Japanese petroleum company

Idemitsu Kosan Co., Ltd. (出光興産株式会社, Idemitsu Kōsan kabushiki gaisha) is a Japanese petroleum company. It owns and operates oil platforms, refineries, produces and sells petroleum, oils and petrochemical products, and also operates gas stations under the brand and until 2023, in its own Idemitsu and Shell brands; the Shell brand being used under the license of Shell.
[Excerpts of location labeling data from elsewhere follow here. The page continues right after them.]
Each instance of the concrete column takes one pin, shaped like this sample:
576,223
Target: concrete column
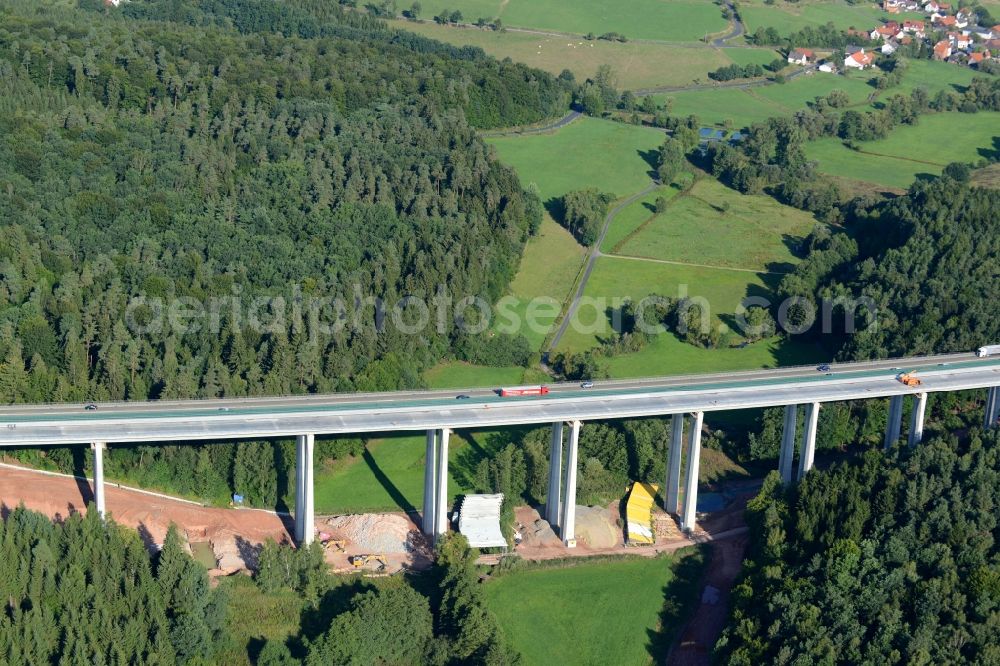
992,407
430,487
568,523
672,490
691,488
305,515
98,448
788,443
808,451
553,498
895,424
441,503
917,418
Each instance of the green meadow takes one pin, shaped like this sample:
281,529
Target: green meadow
677,20
635,64
622,611
911,150
715,225
788,17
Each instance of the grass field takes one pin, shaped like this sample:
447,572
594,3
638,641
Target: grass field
715,225
667,355
606,612
636,65
635,215
618,278
910,150
389,476
788,17
587,153
743,107
548,270
932,76
455,374
677,20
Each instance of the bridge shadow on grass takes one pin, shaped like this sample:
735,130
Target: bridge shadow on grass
397,497
316,619
680,599
281,507
80,474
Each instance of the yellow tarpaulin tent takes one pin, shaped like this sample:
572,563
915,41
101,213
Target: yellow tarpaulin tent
639,512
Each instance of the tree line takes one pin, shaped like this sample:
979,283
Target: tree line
886,558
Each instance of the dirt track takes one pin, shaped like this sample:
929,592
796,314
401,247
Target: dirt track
235,535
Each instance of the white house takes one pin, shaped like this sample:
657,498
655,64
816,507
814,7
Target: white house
859,60
801,56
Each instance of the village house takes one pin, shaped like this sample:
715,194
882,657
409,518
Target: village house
884,32
915,28
978,57
958,40
801,56
859,60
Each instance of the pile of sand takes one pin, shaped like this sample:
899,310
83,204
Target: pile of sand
375,532
538,532
596,526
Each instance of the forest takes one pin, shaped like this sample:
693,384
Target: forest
884,558
244,160
86,591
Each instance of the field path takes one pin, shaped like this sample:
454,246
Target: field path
737,29
595,253
551,126
693,265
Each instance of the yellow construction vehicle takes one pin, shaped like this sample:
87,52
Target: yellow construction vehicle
360,561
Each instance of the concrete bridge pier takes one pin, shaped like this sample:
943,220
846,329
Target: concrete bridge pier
434,521
808,452
567,526
895,423
98,449
671,490
305,515
553,498
441,501
788,443
917,419
992,407
689,514
430,472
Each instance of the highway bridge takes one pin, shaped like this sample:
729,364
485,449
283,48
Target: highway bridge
685,398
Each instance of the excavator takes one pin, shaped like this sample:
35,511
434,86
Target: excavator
360,561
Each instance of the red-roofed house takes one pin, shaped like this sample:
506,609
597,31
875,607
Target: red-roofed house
884,32
959,41
801,56
916,28
978,57
859,60
942,49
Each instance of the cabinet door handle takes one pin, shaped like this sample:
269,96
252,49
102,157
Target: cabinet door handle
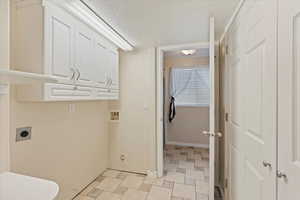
281,175
266,164
73,74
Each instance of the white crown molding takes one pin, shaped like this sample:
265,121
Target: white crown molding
81,11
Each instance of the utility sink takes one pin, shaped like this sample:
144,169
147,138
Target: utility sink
18,187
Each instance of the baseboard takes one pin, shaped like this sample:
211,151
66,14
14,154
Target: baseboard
206,146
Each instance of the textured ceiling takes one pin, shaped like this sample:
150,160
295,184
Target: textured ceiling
146,23
203,52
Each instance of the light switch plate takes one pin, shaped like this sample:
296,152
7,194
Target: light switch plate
3,89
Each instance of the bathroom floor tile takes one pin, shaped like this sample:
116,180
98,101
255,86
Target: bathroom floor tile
111,173
109,184
108,196
133,182
185,191
186,177
159,193
133,194
94,193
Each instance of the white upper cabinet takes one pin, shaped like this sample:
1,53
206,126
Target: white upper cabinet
52,41
59,49
84,53
113,60
101,65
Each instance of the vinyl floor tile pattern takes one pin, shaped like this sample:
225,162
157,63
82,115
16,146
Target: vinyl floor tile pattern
185,178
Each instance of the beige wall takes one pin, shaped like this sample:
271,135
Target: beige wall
70,148
4,99
134,135
189,121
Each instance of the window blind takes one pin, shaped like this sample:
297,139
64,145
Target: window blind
190,86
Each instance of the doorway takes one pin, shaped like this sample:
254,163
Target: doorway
175,153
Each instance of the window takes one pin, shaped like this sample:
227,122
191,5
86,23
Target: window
190,86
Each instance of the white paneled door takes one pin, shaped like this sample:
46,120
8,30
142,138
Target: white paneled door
252,101
289,100
212,115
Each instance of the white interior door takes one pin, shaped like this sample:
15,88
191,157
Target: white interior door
212,118
252,101
289,100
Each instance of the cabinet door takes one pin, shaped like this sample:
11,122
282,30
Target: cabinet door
59,34
101,65
84,53
113,60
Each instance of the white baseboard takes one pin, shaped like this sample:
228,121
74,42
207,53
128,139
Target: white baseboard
206,146
152,174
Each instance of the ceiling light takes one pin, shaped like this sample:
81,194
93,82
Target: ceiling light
188,52
81,11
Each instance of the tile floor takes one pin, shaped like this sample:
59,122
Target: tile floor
186,178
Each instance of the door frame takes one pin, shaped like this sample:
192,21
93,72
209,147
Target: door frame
160,97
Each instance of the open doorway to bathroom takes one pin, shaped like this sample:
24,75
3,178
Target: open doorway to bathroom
185,108
186,116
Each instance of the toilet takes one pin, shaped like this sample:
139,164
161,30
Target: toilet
19,187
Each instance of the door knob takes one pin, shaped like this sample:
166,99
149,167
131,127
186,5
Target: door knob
266,164
281,175
212,134
206,133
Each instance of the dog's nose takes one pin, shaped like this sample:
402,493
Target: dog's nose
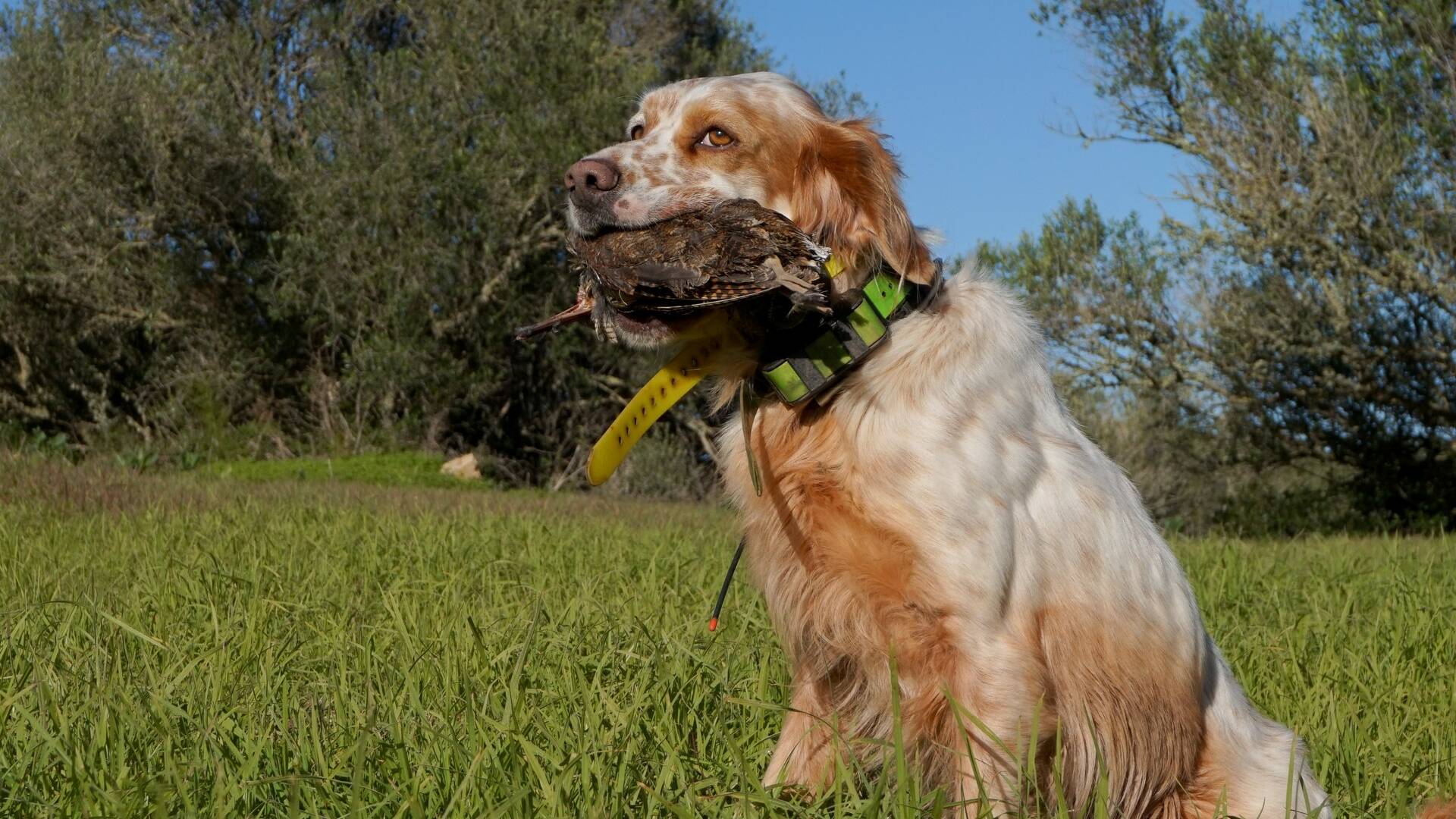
592,177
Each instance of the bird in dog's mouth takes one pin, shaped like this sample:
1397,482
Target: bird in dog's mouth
645,286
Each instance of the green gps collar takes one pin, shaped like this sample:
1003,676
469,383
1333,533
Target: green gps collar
804,365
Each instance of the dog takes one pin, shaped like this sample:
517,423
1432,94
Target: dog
940,538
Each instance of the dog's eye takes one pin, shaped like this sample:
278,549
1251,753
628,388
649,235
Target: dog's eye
717,137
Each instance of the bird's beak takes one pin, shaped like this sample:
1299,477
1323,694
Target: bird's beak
579,311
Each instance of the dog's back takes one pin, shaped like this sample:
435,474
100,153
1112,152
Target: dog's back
944,509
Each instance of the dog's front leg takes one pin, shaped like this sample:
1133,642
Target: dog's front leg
808,744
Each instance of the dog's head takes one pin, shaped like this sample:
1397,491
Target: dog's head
759,137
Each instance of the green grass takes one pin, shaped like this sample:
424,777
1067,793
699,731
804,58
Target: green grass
181,645
394,469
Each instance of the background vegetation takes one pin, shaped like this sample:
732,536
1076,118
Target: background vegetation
239,228
188,646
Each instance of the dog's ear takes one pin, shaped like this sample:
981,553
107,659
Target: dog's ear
848,194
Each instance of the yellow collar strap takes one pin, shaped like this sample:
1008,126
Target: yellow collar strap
795,375
707,343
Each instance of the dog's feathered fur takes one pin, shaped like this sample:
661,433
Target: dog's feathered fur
946,510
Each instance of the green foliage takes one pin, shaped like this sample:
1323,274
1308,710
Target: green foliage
181,645
315,222
1318,315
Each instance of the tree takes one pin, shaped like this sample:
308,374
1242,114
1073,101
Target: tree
1326,167
319,219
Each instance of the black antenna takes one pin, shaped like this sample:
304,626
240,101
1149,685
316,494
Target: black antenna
718,607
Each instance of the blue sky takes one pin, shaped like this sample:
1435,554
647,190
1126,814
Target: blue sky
968,93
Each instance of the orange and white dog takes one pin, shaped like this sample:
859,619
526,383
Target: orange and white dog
944,509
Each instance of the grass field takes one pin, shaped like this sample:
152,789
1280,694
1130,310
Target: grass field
191,645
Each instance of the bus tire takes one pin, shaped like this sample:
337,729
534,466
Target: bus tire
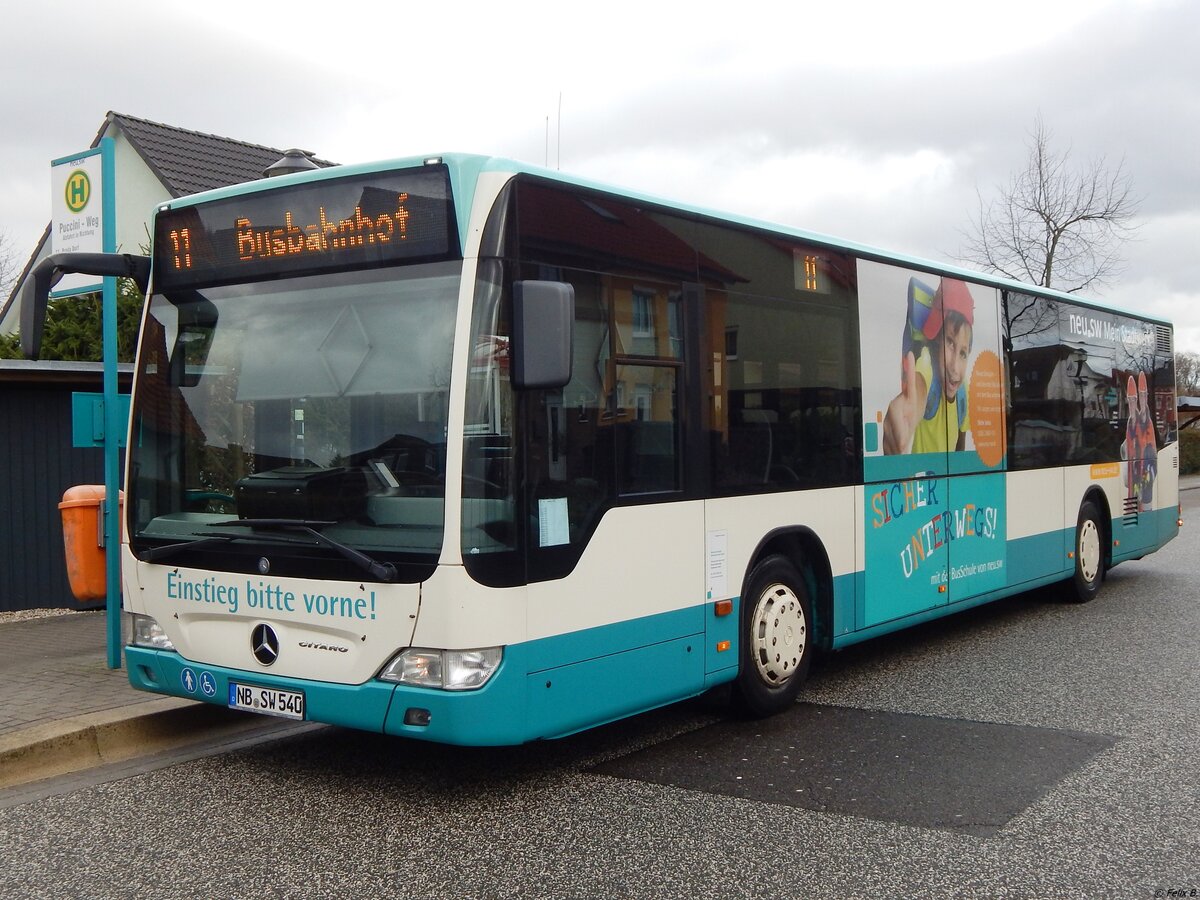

Idemitsu is the second largest petroleum refiner in Japan, after Eneos. It was ranked as the 262nd largest company in the world by revenue in the Fortune Global 500 (2008). It is number 26 in petroleum refining. Idemitsu Kosan is listed in the First Section of the Tokyo Stock Exchange and, since absorbing Showa Shell Sekiyu in 2019, is a constituent of the Nikkei 225 index; however, it is not a constituent of the TOPIX 100 index (instead, it is a constituent of the TOPIX Mid400 index).

==History==

=== Early 20th century ===
Sazō Idemitsu founded Idemitsu & Co. (出光商会, Idemitsu Shōkai) in 1911, selling lubricant oil for Nippon Oil in Moji, northern Kyushu. He expanded to selling fuel oil for fishing boats in Shimonoseki.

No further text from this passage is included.